列王記下15章1~38節

その頃から、主はアラムの王レツィンとレマルヤの子ペカを、ユダに差し向けた。(37)

 ユダの王アマツヤが謀反によって殺害された後、その子アザルヤが王となります。アザルヤは別名ウジヤと言います。南王国ユダでは預言者イザヤが活躍を始める時期です。アザルヤは「主の目に適うことをことごとく行った」とあります。ただ王がそのような正しい道を歩んでも、民は高き所を離れませんでした。「高き所」というのは、イスラエルの先住民の時代から偶像の神々にいけにえをささげるために用いられていた場所で、エルサレムの神殿の他にそのような高い所を利用することがしばしば偶像礼拝や異教の習慣につながったのです。
 アザルヤは主に打たれ、闘病の末、亡くなります。

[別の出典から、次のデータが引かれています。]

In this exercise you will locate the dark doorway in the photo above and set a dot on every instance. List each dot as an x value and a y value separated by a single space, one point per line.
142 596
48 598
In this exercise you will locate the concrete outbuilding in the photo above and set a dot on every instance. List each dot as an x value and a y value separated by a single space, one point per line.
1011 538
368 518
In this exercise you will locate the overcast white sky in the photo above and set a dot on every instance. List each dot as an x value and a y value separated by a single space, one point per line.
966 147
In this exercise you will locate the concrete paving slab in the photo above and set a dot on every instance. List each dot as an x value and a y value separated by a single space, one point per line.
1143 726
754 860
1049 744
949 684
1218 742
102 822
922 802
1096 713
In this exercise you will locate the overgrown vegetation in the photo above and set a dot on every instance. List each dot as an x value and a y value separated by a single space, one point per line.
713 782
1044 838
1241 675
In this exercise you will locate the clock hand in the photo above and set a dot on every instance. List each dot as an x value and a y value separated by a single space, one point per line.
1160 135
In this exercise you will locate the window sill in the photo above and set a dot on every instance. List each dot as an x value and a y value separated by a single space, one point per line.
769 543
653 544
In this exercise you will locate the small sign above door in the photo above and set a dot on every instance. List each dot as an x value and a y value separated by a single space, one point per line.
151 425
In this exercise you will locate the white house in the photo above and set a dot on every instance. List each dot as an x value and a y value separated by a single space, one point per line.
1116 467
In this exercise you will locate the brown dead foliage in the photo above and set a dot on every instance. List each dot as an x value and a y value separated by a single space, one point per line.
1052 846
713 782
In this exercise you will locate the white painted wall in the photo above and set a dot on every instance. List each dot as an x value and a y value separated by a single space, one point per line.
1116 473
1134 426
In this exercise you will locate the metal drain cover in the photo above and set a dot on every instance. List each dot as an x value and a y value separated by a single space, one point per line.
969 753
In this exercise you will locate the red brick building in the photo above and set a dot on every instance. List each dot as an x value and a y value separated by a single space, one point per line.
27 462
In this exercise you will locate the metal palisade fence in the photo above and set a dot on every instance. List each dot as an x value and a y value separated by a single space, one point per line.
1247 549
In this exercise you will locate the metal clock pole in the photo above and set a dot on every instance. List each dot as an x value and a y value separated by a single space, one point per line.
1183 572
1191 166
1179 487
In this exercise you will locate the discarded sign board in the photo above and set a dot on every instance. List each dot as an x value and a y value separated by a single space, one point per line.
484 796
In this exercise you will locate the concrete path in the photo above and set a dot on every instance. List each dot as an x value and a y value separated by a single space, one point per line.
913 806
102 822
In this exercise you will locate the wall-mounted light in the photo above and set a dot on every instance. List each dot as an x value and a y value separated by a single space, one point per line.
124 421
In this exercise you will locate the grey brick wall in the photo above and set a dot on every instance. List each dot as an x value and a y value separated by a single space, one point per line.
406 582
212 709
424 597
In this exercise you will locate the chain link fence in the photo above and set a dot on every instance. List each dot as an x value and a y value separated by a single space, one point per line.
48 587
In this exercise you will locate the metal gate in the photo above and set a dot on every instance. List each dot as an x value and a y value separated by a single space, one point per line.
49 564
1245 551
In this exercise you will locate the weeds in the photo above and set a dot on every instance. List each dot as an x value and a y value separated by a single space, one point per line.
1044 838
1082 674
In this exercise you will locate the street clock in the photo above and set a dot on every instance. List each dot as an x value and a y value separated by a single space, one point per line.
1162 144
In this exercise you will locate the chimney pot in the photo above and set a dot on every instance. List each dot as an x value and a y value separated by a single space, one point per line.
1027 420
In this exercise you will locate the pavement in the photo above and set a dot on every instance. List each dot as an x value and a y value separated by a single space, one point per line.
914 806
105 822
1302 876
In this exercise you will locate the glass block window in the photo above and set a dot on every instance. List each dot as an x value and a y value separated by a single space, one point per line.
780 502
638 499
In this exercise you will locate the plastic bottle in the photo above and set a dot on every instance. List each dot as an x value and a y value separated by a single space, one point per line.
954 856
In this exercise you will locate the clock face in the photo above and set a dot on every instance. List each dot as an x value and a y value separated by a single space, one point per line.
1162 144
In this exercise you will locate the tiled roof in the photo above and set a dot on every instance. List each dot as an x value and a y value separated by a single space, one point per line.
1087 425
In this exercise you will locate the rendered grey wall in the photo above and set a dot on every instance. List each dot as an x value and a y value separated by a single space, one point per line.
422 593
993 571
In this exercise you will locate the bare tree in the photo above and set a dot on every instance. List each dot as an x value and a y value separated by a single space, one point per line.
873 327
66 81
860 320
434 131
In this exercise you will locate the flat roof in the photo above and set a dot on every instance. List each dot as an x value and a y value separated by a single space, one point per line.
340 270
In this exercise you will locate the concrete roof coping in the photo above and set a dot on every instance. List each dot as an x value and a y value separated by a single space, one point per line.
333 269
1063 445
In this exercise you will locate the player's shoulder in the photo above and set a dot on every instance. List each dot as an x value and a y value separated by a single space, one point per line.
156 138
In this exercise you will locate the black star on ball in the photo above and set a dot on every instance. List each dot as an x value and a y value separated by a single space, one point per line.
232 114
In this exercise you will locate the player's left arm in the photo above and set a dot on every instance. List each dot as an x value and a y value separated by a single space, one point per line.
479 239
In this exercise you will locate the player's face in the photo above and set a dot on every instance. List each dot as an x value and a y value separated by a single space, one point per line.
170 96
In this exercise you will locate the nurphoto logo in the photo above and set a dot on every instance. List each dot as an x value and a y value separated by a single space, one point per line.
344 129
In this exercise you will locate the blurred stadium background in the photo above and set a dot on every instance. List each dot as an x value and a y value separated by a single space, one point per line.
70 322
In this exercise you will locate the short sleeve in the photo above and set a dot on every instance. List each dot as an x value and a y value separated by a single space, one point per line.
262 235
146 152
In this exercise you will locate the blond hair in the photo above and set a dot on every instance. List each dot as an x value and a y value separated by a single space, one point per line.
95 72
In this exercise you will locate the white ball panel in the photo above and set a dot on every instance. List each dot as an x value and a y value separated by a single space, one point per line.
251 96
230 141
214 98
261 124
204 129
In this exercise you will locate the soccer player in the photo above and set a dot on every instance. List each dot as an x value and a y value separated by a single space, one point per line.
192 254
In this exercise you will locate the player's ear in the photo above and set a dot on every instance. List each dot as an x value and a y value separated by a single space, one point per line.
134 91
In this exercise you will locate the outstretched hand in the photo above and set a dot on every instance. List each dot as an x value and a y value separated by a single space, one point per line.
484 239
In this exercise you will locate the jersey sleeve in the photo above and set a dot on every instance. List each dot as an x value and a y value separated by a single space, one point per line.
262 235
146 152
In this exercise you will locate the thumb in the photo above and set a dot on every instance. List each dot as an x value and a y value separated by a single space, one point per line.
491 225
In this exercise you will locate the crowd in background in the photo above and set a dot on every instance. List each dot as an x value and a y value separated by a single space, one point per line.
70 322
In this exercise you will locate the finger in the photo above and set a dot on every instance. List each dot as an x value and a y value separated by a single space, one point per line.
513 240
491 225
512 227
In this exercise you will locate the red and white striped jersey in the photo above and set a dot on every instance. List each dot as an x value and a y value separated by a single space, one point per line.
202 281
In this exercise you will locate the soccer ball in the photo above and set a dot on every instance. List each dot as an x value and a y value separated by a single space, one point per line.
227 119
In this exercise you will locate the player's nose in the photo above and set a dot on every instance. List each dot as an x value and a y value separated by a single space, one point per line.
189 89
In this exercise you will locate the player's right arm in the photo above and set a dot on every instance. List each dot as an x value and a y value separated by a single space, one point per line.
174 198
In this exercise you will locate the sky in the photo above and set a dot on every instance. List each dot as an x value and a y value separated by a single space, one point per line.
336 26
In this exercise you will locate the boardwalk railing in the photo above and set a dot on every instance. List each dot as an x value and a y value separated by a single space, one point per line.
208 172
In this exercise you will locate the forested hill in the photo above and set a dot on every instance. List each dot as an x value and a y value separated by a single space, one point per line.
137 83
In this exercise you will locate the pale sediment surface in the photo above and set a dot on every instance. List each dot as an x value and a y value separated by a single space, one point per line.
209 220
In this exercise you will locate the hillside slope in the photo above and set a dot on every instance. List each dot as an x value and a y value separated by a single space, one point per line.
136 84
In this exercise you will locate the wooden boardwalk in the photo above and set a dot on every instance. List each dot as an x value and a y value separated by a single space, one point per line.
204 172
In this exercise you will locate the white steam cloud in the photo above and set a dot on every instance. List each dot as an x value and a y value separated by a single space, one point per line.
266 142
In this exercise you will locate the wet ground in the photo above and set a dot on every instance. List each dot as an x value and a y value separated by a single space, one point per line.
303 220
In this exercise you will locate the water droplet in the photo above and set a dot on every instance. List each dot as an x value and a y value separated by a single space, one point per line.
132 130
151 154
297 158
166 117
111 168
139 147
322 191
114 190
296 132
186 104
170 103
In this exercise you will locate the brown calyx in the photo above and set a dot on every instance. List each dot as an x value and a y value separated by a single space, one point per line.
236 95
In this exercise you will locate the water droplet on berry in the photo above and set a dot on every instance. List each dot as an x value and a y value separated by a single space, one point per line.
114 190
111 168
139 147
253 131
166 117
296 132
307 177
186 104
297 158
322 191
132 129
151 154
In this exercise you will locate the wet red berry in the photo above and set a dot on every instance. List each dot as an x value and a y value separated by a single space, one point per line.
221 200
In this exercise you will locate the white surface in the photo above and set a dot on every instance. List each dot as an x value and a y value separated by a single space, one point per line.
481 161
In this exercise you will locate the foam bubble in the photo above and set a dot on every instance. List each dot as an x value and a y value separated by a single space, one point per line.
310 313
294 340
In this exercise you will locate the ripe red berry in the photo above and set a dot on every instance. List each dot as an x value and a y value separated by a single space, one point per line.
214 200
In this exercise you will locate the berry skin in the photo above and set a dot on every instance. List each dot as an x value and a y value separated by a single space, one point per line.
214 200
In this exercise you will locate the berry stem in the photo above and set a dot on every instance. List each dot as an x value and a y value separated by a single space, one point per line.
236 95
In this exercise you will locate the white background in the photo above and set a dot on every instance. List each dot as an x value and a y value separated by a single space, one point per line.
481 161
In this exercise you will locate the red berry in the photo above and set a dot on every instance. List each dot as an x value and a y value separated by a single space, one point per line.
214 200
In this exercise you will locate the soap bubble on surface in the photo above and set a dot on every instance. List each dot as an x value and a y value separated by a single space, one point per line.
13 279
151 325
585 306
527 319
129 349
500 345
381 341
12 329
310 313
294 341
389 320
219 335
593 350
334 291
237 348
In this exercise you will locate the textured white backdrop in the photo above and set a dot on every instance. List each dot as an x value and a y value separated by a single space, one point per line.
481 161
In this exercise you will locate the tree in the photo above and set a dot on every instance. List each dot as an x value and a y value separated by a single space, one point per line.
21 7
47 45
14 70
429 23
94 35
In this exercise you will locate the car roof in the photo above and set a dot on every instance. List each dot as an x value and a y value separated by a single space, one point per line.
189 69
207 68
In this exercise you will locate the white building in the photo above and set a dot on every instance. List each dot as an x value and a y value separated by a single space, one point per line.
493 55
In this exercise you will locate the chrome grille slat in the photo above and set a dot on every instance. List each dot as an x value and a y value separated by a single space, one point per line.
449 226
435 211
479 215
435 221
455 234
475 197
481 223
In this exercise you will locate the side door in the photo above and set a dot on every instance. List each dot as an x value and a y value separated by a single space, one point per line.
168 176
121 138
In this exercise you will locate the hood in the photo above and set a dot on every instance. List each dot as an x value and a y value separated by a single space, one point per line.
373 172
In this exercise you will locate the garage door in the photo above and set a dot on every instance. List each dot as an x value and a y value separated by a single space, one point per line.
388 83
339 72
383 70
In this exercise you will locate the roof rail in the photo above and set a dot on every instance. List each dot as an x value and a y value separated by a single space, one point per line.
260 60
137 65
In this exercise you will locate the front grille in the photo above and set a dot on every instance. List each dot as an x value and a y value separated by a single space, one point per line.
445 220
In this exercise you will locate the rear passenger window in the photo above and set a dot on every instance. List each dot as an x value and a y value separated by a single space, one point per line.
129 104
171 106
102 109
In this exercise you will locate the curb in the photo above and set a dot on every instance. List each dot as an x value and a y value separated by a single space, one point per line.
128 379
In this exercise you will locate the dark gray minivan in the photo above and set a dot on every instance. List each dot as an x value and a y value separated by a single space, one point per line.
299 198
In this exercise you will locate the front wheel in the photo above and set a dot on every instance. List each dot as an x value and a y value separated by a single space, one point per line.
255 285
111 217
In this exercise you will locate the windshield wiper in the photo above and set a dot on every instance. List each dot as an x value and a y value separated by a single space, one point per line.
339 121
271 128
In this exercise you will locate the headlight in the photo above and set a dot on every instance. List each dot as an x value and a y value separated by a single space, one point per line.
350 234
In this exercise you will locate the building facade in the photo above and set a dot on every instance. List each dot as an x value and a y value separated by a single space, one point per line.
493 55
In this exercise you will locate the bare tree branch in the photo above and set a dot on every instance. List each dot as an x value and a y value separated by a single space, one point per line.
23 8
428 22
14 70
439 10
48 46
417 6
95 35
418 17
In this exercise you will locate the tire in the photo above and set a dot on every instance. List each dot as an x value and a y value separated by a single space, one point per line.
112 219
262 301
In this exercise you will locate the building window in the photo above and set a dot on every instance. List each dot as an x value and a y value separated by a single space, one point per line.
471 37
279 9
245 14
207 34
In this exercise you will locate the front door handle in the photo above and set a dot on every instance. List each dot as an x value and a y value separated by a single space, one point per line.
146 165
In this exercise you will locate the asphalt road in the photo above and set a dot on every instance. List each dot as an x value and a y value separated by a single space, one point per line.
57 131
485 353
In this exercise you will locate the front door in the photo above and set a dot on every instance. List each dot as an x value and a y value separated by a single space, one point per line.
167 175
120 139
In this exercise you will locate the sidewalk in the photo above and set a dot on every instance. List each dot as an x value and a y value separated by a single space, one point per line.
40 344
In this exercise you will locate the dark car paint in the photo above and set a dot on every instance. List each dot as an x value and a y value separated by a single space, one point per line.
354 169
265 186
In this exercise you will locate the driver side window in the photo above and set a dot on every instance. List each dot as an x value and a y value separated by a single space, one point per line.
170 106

アザルヤは、祭司しかしてはいけなかった宗教行為を自分が取り仕切ろうとしたのでした(このことは歴代志に記録されています)。
 アザルヤの死後、その子ヨタムが王となりますが、アラムや北イスラエルの王が南ユダ王国に迫ってきます。それは、南ユダ王国が主に頼って生きるかどうかのテストでもありました。